- Theatrical release poster
- Directed by: Abbas–Mustan
- Written by: Shiraz Ahmed; Shyam Goel;
- Dialogues by: Aadesh K. Arjun
- Based on: Disclosure by Barry Levinson
- Produced by: Subhash Ghai
- Starring: Akshay Kumar; Priyanka Chopra; Kareena Kapoor; Amrish Puri; Annu Kapoor; Paresh Rawal;
- Cinematography: Ravi Yadav
- Edited by: Hussain A. Burmawala
- Music by: Songs: Himesh Reshammiya Background Score: Salim–Sulaiman
- Production company: Mukta Arts
- Distributed by: Zee Films
- Release date: 12 November 2004;
- Running time: 159 minutes
- Country: India
- Language: Hindi
- Budget: ₹11 crore
- Box office: ₹26 crore

= Aitraaz =

2004 Indian film by Abbas-Mustan

Aitraaz is a 2004 Indian Hindi-language romantic psychological thriller film directed by Abbas–Mustan and produced by Subhash Ghai. It stars Akshay Kumar, Priyanka Chopra and Kareena Kapoor.

Aitraaz tells the story of a man accused of sexual harassment by his female superior, and was released on 12 November 2004 to positive reviews. Chopra received widespread critical acclaim for her performance. Loosely based on the 1994 film Disclosure, the film was moderately successful at the box office, doing a business of ₹26 crores at the box office against a budget of ₹11 crores, and has been noted for its bold subject of male sexual harassment.

Aitraaz received several accolades, particularly for Chopra. At the 50th Filmfare Awards, Kapoor was nominated for Best Actress and Chopra was nominated for the Best Supporting Actress and Best Villain, winning the latter and thus becoming the second (and final) (Note: The award was discontinued in 2008.) actress to win the award. Chopra also won the Bengal Film Journalists' Association Award for Best Actress and the Screen Award for Best Villain. The film received ten nominations at the 2005 IIFA Awards, winning three.

==Plot==
Raj Malhotra, an orphan, works as a product engineer for Voice Mobiles and lives in a rented house. Junior lawyer Priya Saxena mistakes him for his neighbor, Barrister Ram Chotrani, for whom she applied for a job as an assistant, due to their house numbers. Raj falls in love with Priya at first sight, and they eventually get married.

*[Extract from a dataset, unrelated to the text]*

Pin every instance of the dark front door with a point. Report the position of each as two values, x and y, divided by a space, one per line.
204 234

Two years later, Priya is pregnant, and the couple move into their own bungalow, expecting Raj’s promotion to CEO of Voice Mobiles. However, at the company’s anniversary event, the chairman Ranjit Roy, arrives with his much younger wife, Sonia, and appoints his friend Rakesh as the new CEO, while Raj joins the board of directors.

A flashback shows Raj’s past in Cape Town, South Africa, where he worked for MTN Mobile Company. There he met Sonia, who worked as a model, and they began a relationship. However, Raj’s insecurity about her modeling career caused tensions. When Sonia became pregnant, she refused Raj’s offer to marry and decided to abort the child to focus on her ambitions for wealth and power. This led to their breakup.

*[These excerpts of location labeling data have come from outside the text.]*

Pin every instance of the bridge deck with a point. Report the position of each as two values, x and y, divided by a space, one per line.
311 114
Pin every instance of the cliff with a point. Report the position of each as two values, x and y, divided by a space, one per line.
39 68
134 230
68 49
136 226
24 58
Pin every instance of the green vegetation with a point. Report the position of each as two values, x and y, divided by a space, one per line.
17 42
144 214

In the present, Rakesh informs Raj about a defect in their new mobile handset, causing calls to connect to the intended recipient and another random person in the contact list. Raj visits Sonia for authorization to stop production, for which Sonia calls him to her house. Sonia makes inappropriate advances towards him, which Raj continuously rejects and escapes.

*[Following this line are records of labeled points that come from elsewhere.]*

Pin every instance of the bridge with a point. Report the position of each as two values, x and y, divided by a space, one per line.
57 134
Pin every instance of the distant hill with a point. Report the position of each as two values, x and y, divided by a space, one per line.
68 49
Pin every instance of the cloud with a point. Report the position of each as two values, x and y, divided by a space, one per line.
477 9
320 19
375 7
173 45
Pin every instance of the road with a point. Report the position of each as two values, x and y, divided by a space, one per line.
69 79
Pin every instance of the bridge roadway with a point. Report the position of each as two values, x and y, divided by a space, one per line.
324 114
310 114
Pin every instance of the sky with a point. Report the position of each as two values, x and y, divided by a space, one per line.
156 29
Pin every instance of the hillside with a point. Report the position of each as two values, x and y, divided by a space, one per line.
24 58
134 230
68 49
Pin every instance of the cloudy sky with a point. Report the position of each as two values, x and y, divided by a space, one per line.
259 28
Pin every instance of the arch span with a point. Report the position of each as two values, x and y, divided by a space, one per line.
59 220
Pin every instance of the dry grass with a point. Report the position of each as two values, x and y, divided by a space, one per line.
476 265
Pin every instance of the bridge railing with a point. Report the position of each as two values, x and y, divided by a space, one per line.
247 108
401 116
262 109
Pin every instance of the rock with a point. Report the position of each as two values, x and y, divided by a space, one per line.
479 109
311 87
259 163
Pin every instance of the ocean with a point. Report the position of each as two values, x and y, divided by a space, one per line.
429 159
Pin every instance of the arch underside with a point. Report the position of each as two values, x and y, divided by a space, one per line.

The following day, Sonia falsely accuses Raj of sexual harassment and attempted rape. Ranjit demands his resignation to avoid the downfall of the company. Raj objects by saying that he didn't sexually assault Sonia, but his colleagues and Rakesh don't believe him. During breakfast the following day, Raj’s friend Ram advises him to resign despite believing him, thinking society would not believe Raj and it would be difficult for him to win if he files a case against Sonia. Priya finds the resignation letter in Raj's jacket pocket, and when Raj explains why he is resigning, she protests since the lie will be assumed as the truth if he does. Raj then decides to take his case to court, gaining media attention. Advocate Ravi Patel tries to humiliate Raj by revealing past drunken comments from a party held after the promotions and showing scratches on his back to paint him as guilty of attempting to rape Sonia. Despite the pressure, Raj stands firm.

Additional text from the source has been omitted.